In einem offenen Brief an Justiz- und Sicherheitsdirektor Baschi Dürr zeigt sich das Solinetz der Region Basel empört: Das Basler Migrationsamt hat gegen acht Sans-Papiers, deren Aufenthaltsstatus über Härtefallgesuche eben erst legalisiert wurde, Strafanzeige erhoben.
Anni Lanz, Menschenrechtsaktivistin mit Ehrendoktorwürde der Universität Basel, ist wütend. Es sei «beschämend», dass dasselbe Amt, das einer Gruppe von Sans-Papiers über Härtefallgesuche den Aufenthaltsstatus habe legalisieren müssen, die Betroffenen nun mit Strafanzeigen eindecke. «Und das aufgrund derselben Unterlagen, die sie für ihre Härtefallgesuche einreichen mussten.» Mit anderen Worten: Sans-Papiers, die sich vor wenigen Wochen über eine Legalisierung ihres Aufenthaltsstatus freuen konnten, haben nun ein Strafverfahren am Hals – weil die Behörden aufgrund ihrer Unterlagen die Beweise für ihren illegalen Aufenthalt in der Hand haben.
Lanz sagte dies am vergangenen Freitag im Rahmen der Pappteller-Prozession, auf der Studenten und Dozenten der Schule für Gestaltung vom Messeplatz zur Elisabethenkirche gezogen waren. Lanz rief die Anwesenden dazu auf, einen offenen Brief des Solidaritätsnetzes der Region Basel an Justiz- und Sicherheitsdirektor Baschi Dürr zu unterzeichnen. Das Solidaritätsnetz ist eine lose Vereinigung von Menschen, die sich für Migranten einsetzt.
Der offene Brief moniert, dass das Migrationsamt gegen acht offiziell aufgenommene Sans-Papiers Strafanzeigen wegen illegalem Aufenthalt und Arbeiten ohne Bewilligung erhoben hat. Und darüber hinaus Personen, welche diese Sans-Papiers unterstützt hätten, verzeigt habe. «Wie paradox: Für die Legalisierung eines Sans-Papiers wird eine mindestens zehn Jahre dauernde ununterbrochene Anwesenheit und eine existenzsichernde Erwerbsarbeit in der Schweiz vorausgesetzt. Und der Nachweis darüber wird dann für ein Strafverfahren verwendet», heisst es im Brief.

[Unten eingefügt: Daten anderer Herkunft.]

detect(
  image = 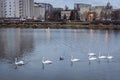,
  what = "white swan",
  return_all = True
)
[88,53,96,56]
[88,56,97,61]
[42,57,53,64]
[98,53,107,59]
[107,53,113,59]
[59,56,64,60]
[15,58,24,65]
[71,56,80,62]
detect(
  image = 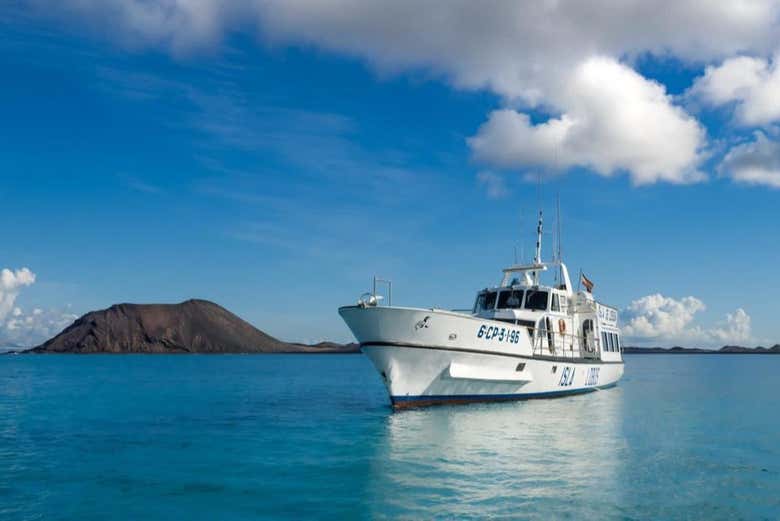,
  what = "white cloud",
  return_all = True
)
[718,129,780,188]
[469,57,704,185]
[0,268,35,322]
[477,170,510,199]
[0,307,78,347]
[623,293,751,345]
[0,268,76,347]
[691,56,780,126]
[623,293,706,339]
[21,0,780,184]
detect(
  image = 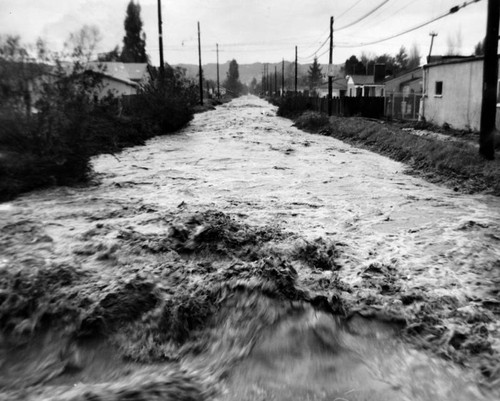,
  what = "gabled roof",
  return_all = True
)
[346,75,375,85]
[384,66,423,82]
[88,61,148,83]
[320,78,347,90]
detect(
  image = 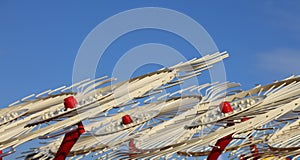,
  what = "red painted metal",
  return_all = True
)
[122,114,133,125]
[240,154,246,160]
[54,96,85,160]
[220,101,233,113]
[207,101,234,160]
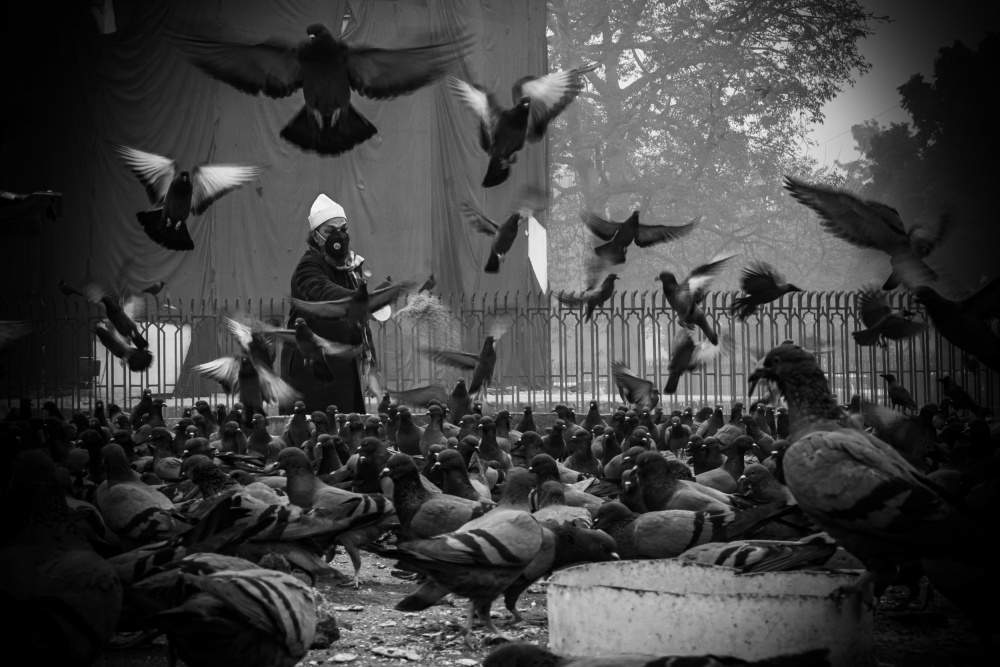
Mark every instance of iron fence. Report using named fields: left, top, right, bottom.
left=0, top=292, right=1000, bottom=415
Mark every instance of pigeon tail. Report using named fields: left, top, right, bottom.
left=663, top=373, right=681, bottom=394
left=135, top=208, right=194, bottom=250
left=483, top=253, right=500, bottom=273
left=281, top=104, right=378, bottom=155
left=732, top=296, right=755, bottom=322
left=594, top=241, right=625, bottom=265
left=699, top=321, right=719, bottom=345
left=851, top=329, right=879, bottom=346
left=396, top=581, right=448, bottom=611
left=483, top=155, right=510, bottom=188
left=126, top=350, right=153, bottom=373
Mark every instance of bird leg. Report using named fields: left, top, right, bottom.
left=829, top=569, right=896, bottom=609
left=476, top=600, right=511, bottom=642
left=458, top=600, right=476, bottom=651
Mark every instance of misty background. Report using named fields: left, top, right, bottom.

Abschreckende Signalwirkung
Fabrice Mangold von der Basler Anlaufstelle für Sans-Papiers bestätigt auf Anfrage, dass es zu diesen Anzeigen gekommen ist. In einem Fall sei auch bereits eine bedingte Geldstrafe und ein entsprechender Strafregistereintrag verhängt worden. Zusätzlich wurde eine Busse ausgesprochen – die Betroffenen müssen auch die Verfahrenskosten tragen. «Dieses Vorgehen ist ein harter Schlag für die Betroffenen und hat überdies eine verheerende negative Signalwirkung für weitere Sans-Papiers, die ein Härtefallgesuch ins Auge fassen wollen», sagt Mangold.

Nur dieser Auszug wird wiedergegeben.